Conversion et experience
Accessibilité web
L’accessibilité web désigne la capacité d’un site à être utilisé par tous, y compris par des personnes en situation de handicap : déficience visuelle, auditive, motrice ou cognitive.
Ce n’est pas une option de confort. C’est une obligation légale pour une partie des acteurs, et un ensemble de bonnes pratiques qui recoupe largement le référencement.
Ce que la loi impose
En France, le RGAA s’applique aux services publics, aux collectivités, et aux entreprises dépassant un certain chiffre d’affaires.
Trois obligations en découlent. Une déclaration d’accessibilité publiée sur le site. Un schéma pluriannuel de mise en conformité. Et un moyen de signaler un défaut.
Pour les entreprises hors périmètre, l’accessibilité reste une bonne pratique, avec une échéance qui se rapproche pour le commerce en ligne au titre de l’accessibilité des services numériques.
Ce qui recoupe le référencement
C’est le point qui rend le sujet rentable au-delà de l’obligation, et il est rarement présenté ainsi.
Les textes de remplacement des images. Ils servent le lecteur d’écran et constituent la seule description qu’un moteur reçoit d’une image. Le sujet est traité côté balise alt.

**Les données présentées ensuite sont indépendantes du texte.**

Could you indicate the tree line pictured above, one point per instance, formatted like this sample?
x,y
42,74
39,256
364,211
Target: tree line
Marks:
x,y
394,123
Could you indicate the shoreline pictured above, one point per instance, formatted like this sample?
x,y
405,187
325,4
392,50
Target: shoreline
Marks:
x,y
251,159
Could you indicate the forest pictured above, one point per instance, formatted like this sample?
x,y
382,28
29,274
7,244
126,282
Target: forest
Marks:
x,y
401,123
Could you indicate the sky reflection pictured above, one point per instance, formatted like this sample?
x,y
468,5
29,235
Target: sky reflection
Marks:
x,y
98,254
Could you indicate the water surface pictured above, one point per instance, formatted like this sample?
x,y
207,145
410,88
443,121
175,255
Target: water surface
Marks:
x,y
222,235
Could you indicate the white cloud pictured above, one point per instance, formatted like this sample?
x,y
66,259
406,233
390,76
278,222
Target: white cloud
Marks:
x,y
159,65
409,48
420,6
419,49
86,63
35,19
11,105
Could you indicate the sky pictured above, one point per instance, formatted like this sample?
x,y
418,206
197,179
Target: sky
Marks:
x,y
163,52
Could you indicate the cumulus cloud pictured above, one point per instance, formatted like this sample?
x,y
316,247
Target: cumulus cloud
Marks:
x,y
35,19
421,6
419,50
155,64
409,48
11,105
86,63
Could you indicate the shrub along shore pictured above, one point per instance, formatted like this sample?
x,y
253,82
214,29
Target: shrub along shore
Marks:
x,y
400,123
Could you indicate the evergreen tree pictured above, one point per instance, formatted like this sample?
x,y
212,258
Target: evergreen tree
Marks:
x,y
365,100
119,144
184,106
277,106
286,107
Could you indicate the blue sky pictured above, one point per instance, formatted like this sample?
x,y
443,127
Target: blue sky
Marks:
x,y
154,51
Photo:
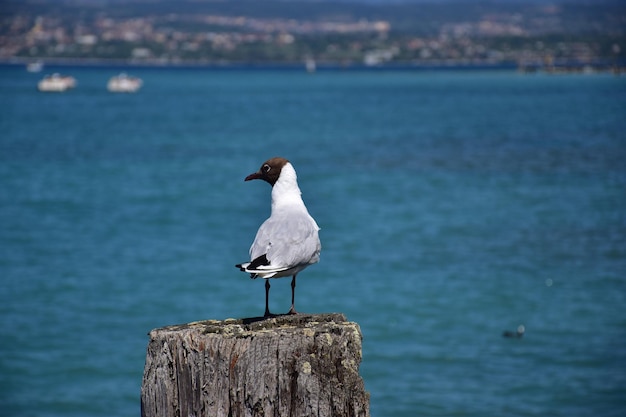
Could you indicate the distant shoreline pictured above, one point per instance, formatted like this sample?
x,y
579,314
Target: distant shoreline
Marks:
x,y
431,65
321,66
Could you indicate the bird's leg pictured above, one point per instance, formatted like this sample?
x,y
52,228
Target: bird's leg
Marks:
x,y
267,297
292,310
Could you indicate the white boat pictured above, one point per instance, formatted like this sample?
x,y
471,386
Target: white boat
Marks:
x,y
35,66
56,83
124,84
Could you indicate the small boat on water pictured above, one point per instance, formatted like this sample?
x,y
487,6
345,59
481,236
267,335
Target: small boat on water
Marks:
x,y
56,83
35,66
124,84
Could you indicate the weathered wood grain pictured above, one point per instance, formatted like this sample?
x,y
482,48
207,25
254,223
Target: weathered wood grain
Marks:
x,y
295,365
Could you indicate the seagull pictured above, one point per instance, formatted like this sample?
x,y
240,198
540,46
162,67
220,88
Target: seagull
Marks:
x,y
288,241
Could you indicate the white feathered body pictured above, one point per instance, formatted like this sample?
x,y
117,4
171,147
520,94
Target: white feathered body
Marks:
x,y
289,237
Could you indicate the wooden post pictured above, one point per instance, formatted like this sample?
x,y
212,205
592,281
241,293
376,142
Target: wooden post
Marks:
x,y
293,365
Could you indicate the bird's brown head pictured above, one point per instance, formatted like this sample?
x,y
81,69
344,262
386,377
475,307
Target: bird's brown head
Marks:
x,y
269,171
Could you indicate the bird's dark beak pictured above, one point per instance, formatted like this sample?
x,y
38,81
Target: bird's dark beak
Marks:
x,y
255,176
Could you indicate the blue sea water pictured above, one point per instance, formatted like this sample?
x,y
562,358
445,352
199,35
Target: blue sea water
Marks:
x,y
454,205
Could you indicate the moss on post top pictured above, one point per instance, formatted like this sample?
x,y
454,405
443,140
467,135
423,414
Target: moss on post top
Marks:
x,y
247,326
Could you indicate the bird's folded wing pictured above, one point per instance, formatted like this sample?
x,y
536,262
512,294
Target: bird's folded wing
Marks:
x,y
287,240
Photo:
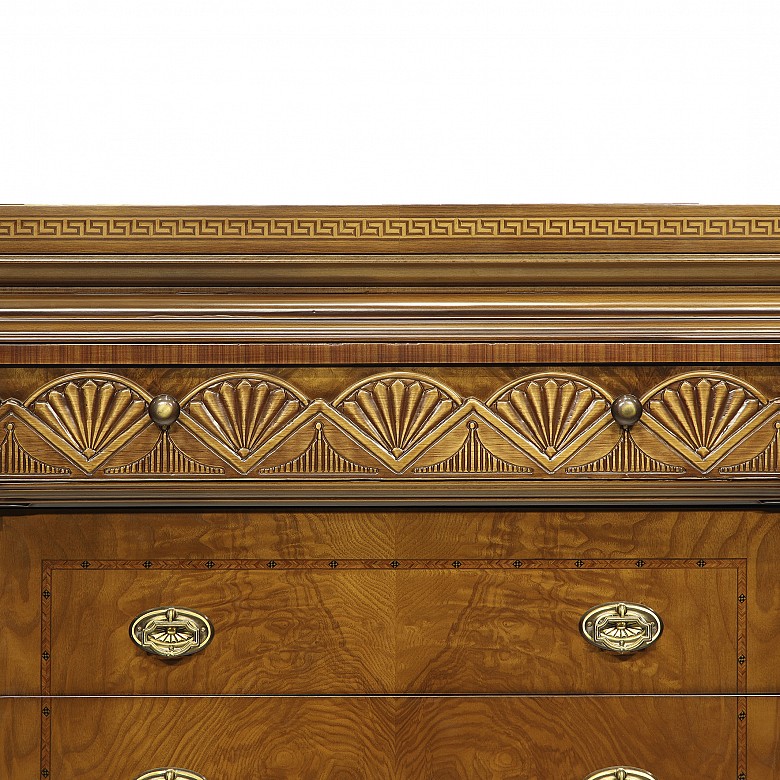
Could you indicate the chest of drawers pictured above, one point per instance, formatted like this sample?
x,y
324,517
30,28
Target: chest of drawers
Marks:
x,y
462,492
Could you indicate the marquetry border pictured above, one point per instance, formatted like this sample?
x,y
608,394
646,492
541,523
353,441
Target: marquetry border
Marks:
x,y
357,227
209,565
386,229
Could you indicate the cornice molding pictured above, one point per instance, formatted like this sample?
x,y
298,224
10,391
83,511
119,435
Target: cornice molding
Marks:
x,y
376,227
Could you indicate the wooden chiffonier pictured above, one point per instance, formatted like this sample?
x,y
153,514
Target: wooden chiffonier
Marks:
x,y
409,492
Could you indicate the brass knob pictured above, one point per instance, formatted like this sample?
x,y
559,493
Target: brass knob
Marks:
x,y
620,773
621,627
627,409
164,410
171,632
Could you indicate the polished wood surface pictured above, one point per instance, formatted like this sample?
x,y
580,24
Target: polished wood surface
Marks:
x,y
393,631
395,738
20,738
435,737
333,366
708,595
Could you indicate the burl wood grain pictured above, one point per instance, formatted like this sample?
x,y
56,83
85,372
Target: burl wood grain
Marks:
x,y
764,738
386,738
19,738
29,539
393,631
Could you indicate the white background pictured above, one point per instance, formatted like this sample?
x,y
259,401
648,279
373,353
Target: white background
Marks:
x,y
230,102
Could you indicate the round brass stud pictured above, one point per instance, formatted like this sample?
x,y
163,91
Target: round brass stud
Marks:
x,y
164,410
627,410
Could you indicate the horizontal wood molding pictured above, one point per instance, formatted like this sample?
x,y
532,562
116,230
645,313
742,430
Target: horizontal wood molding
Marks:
x,y
374,435
393,229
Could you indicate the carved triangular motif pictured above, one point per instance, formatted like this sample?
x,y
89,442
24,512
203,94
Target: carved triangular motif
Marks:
x,y
625,458
165,458
319,458
766,462
14,459
473,458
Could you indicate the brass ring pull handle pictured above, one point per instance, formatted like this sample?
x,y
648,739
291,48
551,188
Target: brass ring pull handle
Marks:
x,y
621,627
171,632
620,773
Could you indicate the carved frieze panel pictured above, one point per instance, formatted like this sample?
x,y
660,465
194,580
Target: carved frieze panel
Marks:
x,y
258,426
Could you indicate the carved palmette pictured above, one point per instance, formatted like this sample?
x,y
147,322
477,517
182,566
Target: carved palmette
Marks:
x,y
397,424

La hiérarchie des titres. Une personne utilisant un lecteur d’écran navigue de titre en titre. Google lit la même structure pour comprendre le plan. Une hiérarchie fausse gêne les deux, comme expliqué côté balises Hn.
Les intitulés de liens. « Cliquez ici » ne dit rien à un lecteur d’écran ni à un moteur. Un intitulé descriptif sert les deux.
La structure sémantique. Utiliser les éléments HTML pour ce qu’ils sont plutôt que pour leur apparence aide l’assistance technique et la compréhension automatique.
Les contrastes et la taille de texte, qui améliorent la lisibilité pour tous et réduisent le rebond.
Ce qui ne recoupe pas
Une partie du travail d’accessibilité n’a aucun effet de référencement : navigation au clavier, gestion du focus, sous-titrage des vidéos, compatibilité avec les technologies d’assistance.
Cette partie se justifie par elle-même, et il serait malhonnête de la vendre comme du référencement.
Par où commencer
Trois contrôles produisent l’essentiel du gain initial.
Les images sans texte de remplacement, listées par un crawl du site.
La hiérarchie des titres, vérifiable en extrayant tous les titres d’une page et en les lisant à la suite.
La navigation au clavier, testable en parcourant une page sans souris.
Ces trois-là relèvent du volet technique d’un audit SEO pour deux d’entre eux, et d’un audit d’accessibilité pour le troisième.